## Syntactical shortcut - Separate code with line breaks

If you have lines that are long and hard to read, putting in line breaks can help. In Python, you can have line breaks inside parentheses. Let's demonstrate this on a piece of code we've written yesterday:

In [3]:
# import data from yesterday
import pandas as pd
gapminder = pd.read_table("gapminderDataFiveYear_superDirty.txt", sep = "\t")
gapminder['region'] = gapminder['region'].astype(str)
gapminder_copy = gapminder.copy()

# Method 1 for formatting the 'region' column:
gapminder_copy['region'] = gapminder_copy['region'].str.lstrip() # Strip white space on left
gapminder_copy['region'] = gapminder_copy['region'].str.rstrip() # Strip white space on right
gapminder_copy['region'] = gapminder_copy['region'].str.lower() # Convert to lowercase

# Method 2 for formatting the 'region' column:
gapminder_copy['region'] = gapminder_copy['region'].str.lstrip().str.rstrip().str.lower() # Strip white space on left and right, and convert to lowercase
                            
print(gapminder_copy['region'])

0       asia_afghanistan
1       asia_afghanistan
2       asia_afghanistan
3       asia_afghanistan
4       asia_afghanistan
              ...       
1715     africa_zimbabwe
1716     africa_zimbabwe
1717     africa_zimbabwe
1718     africa_zimbabwe
1719     africa_zimbabwe
Name: region, Length: 1720, dtype: object


There are three different transformations happening above: removing whitespace on the left, removing whitespace on the right, and converting the text to lowercase. We can make this one line more intuitive by breaking it up into three:

In [6]:
# New method of chaining functions
gapminder_copy['region'] = (
    gapminder_copy['region']
    .str.lstrip()
    .str.rstrip()
    .str.lower()
)
#makes very clear what order of operations is & how functions interplay
print(gapminder_copy['region'])

0       asia_afghanistan
1       asia_afghanistan
2       asia_afghanistan
3       asia_afghanistan
4       asia_afghanistan
              ...       
1715     africa_zimbabwe
1716     africa_zimbabwe
1717     africa_zimbabwe
1718     africa_zimbabwe
1719     africa_zimbabwe
Name: region, Length: 1720, dtype: object


We get the same output as above! This code is functionally the same as methods 1 and 2. We benefit from explicitly delineating each step like in method 1, and we also get the nicer syntax of applying all cleaning steps at the same time with method 2.

## Outlining your code

Thinking about what you want your future code to do for you *before* coding anything reduces the time you spend physically coding. It forces you to think about the big pieces that go into solving your problem and how they'll fit together, revealing potential problems much earlier. Let's take an example from day 1 to illustrate:

In [None]:
percent = 20
if percent < 38:
    print('Low')
elif percent < 47:
    print('Normal')
else:
    print('High')

To make this code more relevant to biology, let's introduce a real biological variable: *hematocrit*. Hematocrit is the volume percentage of red blood cells in blood. The normal values for humans are:
* Males: 41% - 50%
* Females: 36% - 44%
* Average: 39% - 47%  -  these numbers used in the code above

Now let's think about our code:
1. We first check if the percent is less than 38: if so, then label as "Low"
2. We then check if the percent is less than 47: if so, then label as "Normal"
3. Otherwise, label as "High"

This code seems intuitive from a first glance, but there's a conceptual oversight: the second case here isn't actually correct. Values less than 47% are normal *only if* the value isn't already less than 38%. The logic presented in this code works by virtue of checking the 38% case before the 47% case. Suppose we unintentionally coded in case 2 before case 1. Now we first check for values less than 47, and any values that fulfill that condition are "Normal", even if they're *also* less than 38. This is an easy accident that can lead to erroneous results.

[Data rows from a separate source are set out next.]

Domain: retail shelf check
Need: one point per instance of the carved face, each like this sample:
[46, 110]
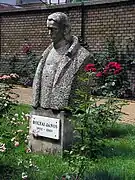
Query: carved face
[55, 31]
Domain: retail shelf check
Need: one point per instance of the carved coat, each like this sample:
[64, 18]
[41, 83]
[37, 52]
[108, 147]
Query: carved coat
[69, 65]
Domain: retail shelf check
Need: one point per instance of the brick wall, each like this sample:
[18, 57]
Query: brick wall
[102, 19]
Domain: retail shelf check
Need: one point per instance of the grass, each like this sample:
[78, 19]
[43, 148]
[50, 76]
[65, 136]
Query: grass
[116, 163]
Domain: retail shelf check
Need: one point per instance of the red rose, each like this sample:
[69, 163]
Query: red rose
[90, 67]
[26, 49]
[112, 67]
[99, 74]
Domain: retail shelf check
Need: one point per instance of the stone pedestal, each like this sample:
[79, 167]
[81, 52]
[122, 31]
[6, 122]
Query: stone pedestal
[50, 145]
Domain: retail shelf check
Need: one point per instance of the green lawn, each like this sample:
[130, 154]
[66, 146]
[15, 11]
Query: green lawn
[116, 163]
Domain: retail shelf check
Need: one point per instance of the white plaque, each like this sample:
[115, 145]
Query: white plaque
[45, 126]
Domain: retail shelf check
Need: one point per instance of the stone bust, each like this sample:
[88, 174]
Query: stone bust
[58, 65]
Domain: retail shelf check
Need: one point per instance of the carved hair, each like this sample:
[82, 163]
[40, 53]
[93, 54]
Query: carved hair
[63, 22]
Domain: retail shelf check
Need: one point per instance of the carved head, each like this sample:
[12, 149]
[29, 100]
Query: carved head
[59, 27]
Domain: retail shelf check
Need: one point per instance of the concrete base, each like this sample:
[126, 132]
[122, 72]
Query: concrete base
[52, 146]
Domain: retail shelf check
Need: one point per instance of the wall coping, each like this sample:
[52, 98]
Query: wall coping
[61, 6]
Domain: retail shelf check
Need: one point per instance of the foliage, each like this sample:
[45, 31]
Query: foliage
[112, 77]
[7, 96]
[91, 116]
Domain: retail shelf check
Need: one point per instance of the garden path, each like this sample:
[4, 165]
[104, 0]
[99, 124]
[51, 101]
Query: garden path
[25, 96]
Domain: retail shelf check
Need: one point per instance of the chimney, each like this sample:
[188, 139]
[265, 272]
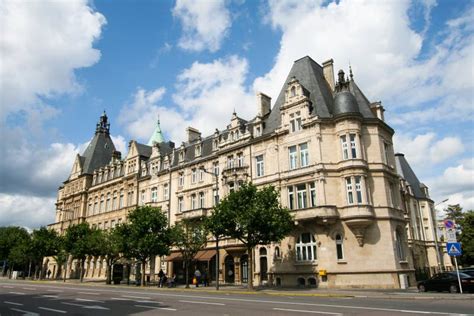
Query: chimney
[264, 103]
[193, 134]
[328, 71]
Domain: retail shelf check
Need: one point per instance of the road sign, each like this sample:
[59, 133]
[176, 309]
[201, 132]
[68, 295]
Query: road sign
[451, 235]
[448, 223]
[453, 248]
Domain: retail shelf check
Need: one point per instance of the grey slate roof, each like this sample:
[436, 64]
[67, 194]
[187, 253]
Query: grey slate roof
[98, 154]
[405, 171]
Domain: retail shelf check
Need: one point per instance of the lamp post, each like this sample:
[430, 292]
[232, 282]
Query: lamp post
[216, 201]
[435, 237]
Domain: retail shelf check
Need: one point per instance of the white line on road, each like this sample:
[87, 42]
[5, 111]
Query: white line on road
[25, 313]
[88, 293]
[305, 311]
[155, 307]
[199, 302]
[12, 303]
[88, 300]
[137, 297]
[53, 310]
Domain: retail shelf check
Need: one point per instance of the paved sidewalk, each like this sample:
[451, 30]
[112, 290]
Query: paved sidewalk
[411, 293]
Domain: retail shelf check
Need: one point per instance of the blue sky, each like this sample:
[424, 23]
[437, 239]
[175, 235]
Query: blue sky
[194, 62]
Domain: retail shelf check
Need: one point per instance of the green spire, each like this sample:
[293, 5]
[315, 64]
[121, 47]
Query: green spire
[157, 136]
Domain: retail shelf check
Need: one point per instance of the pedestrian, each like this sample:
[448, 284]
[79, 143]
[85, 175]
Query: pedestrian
[197, 274]
[160, 275]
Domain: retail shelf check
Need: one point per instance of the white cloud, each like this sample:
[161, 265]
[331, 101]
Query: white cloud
[41, 45]
[26, 211]
[456, 183]
[205, 24]
[425, 150]
[377, 39]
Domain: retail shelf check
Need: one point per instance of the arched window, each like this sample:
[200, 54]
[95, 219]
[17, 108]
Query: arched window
[339, 247]
[306, 247]
[399, 245]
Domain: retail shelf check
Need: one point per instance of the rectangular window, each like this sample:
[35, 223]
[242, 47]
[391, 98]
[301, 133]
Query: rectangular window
[166, 193]
[193, 202]
[194, 175]
[312, 194]
[344, 146]
[304, 155]
[350, 194]
[293, 157]
[301, 196]
[259, 165]
[201, 199]
[291, 198]
[154, 195]
[352, 137]
[358, 189]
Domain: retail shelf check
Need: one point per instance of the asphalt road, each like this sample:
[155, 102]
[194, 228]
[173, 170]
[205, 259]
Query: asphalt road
[35, 298]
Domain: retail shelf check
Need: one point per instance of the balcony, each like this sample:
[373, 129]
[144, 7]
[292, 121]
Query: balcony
[193, 214]
[322, 214]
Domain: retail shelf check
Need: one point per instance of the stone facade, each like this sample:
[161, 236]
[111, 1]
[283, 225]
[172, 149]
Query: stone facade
[322, 144]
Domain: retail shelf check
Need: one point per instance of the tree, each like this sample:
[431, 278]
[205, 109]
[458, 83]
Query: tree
[189, 237]
[255, 217]
[216, 225]
[44, 242]
[467, 238]
[146, 235]
[13, 239]
[82, 241]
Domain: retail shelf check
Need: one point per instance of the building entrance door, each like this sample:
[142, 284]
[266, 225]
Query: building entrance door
[229, 269]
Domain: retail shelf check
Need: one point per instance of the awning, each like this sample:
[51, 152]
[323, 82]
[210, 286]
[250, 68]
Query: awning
[202, 255]
[205, 255]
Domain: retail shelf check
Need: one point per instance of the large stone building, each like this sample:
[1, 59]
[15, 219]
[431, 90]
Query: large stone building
[322, 144]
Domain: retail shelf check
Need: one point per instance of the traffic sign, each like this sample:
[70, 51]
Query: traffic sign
[448, 223]
[451, 235]
[453, 248]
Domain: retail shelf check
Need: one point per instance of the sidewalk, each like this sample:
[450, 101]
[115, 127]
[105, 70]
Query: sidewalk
[409, 294]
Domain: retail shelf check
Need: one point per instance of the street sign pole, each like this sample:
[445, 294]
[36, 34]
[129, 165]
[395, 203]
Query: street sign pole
[457, 271]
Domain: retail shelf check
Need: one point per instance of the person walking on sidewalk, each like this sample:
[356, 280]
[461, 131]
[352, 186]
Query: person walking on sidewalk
[197, 275]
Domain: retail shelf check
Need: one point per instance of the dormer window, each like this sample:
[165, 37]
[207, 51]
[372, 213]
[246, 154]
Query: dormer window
[295, 121]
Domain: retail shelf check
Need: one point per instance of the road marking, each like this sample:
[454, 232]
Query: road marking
[12, 303]
[25, 313]
[52, 310]
[156, 307]
[199, 302]
[88, 293]
[88, 300]
[305, 311]
[137, 297]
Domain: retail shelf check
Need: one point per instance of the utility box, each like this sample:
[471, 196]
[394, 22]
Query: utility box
[403, 281]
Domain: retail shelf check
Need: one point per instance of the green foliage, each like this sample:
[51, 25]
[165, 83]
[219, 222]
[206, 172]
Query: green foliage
[467, 238]
[255, 217]
[189, 237]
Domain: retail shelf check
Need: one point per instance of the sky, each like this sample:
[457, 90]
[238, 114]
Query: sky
[62, 63]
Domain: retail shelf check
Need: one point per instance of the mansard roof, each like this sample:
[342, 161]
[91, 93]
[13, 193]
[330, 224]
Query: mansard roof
[405, 171]
[100, 150]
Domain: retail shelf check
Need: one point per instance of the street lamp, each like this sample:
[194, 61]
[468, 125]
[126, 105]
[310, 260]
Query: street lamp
[435, 237]
[216, 201]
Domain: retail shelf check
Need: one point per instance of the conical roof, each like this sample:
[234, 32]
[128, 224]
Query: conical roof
[157, 136]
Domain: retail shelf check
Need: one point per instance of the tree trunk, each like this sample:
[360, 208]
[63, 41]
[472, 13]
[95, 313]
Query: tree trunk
[108, 273]
[81, 270]
[250, 281]
[143, 273]
[186, 269]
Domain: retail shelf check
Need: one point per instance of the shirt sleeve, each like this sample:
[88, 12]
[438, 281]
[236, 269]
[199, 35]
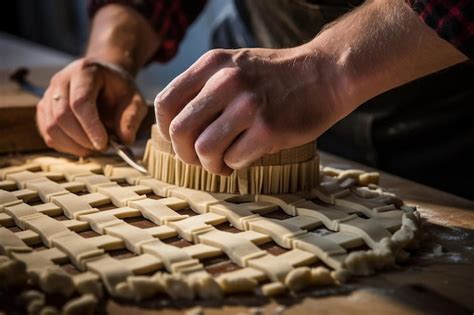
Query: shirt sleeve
[453, 20]
[169, 18]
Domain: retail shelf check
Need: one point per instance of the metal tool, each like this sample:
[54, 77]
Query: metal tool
[124, 152]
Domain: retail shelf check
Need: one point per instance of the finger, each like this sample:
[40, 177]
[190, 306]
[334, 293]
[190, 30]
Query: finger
[248, 147]
[214, 141]
[130, 118]
[65, 118]
[172, 99]
[84, 91]
[198, 114]
[53, 136]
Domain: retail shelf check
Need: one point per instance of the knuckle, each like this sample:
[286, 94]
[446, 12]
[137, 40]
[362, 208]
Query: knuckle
[61, 116]
[230, 74]
[56, 78]
[49, 141]
[216, 56]
[250, 103]
[233, 163]
[177, 129]
[79, 103]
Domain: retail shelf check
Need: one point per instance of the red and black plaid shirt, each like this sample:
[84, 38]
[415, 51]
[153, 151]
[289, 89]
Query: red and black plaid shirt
[170, 19]
[453, 20]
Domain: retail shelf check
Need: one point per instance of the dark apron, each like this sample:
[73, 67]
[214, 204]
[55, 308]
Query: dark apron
[423, 130]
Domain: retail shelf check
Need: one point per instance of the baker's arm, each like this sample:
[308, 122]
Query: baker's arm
[233, 106]
[68, 115]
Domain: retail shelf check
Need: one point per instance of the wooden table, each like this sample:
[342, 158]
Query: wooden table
[438, 279]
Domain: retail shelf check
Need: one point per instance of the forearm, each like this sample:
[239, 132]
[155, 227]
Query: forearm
[380, 46]
[121, 36]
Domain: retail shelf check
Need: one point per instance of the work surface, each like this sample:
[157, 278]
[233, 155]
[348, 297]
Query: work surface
[438, 279]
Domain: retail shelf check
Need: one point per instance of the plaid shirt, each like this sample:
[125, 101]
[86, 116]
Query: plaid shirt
[169, 18]
[453, 20]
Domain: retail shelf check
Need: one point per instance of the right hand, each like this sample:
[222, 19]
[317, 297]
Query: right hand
[82, 102]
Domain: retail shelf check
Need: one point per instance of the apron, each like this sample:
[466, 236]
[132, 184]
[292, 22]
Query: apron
[423, 130]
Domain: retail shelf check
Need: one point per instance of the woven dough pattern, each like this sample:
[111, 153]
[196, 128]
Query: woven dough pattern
[70, 228]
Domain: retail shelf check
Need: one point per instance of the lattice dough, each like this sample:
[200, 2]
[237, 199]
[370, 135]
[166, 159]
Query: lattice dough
[85, 229]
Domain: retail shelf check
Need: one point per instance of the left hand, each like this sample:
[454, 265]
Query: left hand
[233, 106]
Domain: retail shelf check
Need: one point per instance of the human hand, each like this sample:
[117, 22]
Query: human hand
[83, 101]
[233, 106]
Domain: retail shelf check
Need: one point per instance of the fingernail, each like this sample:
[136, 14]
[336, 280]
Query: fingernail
[96, 144]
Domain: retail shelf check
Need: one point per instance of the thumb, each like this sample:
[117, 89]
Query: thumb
[130, 118]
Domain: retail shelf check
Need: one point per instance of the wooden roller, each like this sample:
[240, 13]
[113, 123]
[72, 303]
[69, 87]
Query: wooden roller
[287, 171]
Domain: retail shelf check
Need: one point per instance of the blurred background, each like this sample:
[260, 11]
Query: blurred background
[63, 27]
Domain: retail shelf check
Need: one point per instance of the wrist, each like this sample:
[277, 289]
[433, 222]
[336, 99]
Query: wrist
[121, 36]
[115, 57]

Let's think a bit more about the biological meaning of HCT percentage: it's more accurate to explicitly state the values that fall under each category:
* Values between 0% - 38% are "Low"
* Values between 39% - 47% are "Normal"
* Values between 48% - 100% are "High"

To follow this biological meaning, we would rewrite our code as follows:
1. Check if the percent is between 0 and 38: if so, then label as "Low"
2. Then, check if the percent is between 39 and 47: if so, then label as "Normal"
3. Then, check if the percent is between 48 and 100: if so, then label as "High"
4. **(new condition!)** If it's any other integer, raise an error

This is better! We've done a few defensive programming concepts here:
* Written up **pseudo-code**: this is not actual code, but an outline of how you want your code to be structured
* Sanitized our input and guarded against a potential error
* More explicitly stated the biological meaning of our code
* Defended against the concept of a "wrong order" for our if/else statements - now it doesn't matter how the three conditions are ordered

So now this code would look like:

In [14]:
# New code goes here
percent = 20
if 0 <= percent <= 38:
    print('Low')
elif 38 <= percent <= 47:
    print('Normal')
elif 47 <= percent <= 100:
    print('High')
else:
    raise ValueError(f"The percent input {percent} is out of range (0-100)")

Low


# Working with files

When working with real-world data, it will typically be in a file, and **not** in your code. Fortunately, Python has functions to read files. These work with simple text files, and if you need to handle images or other binary formats, there are libraries that can help with that.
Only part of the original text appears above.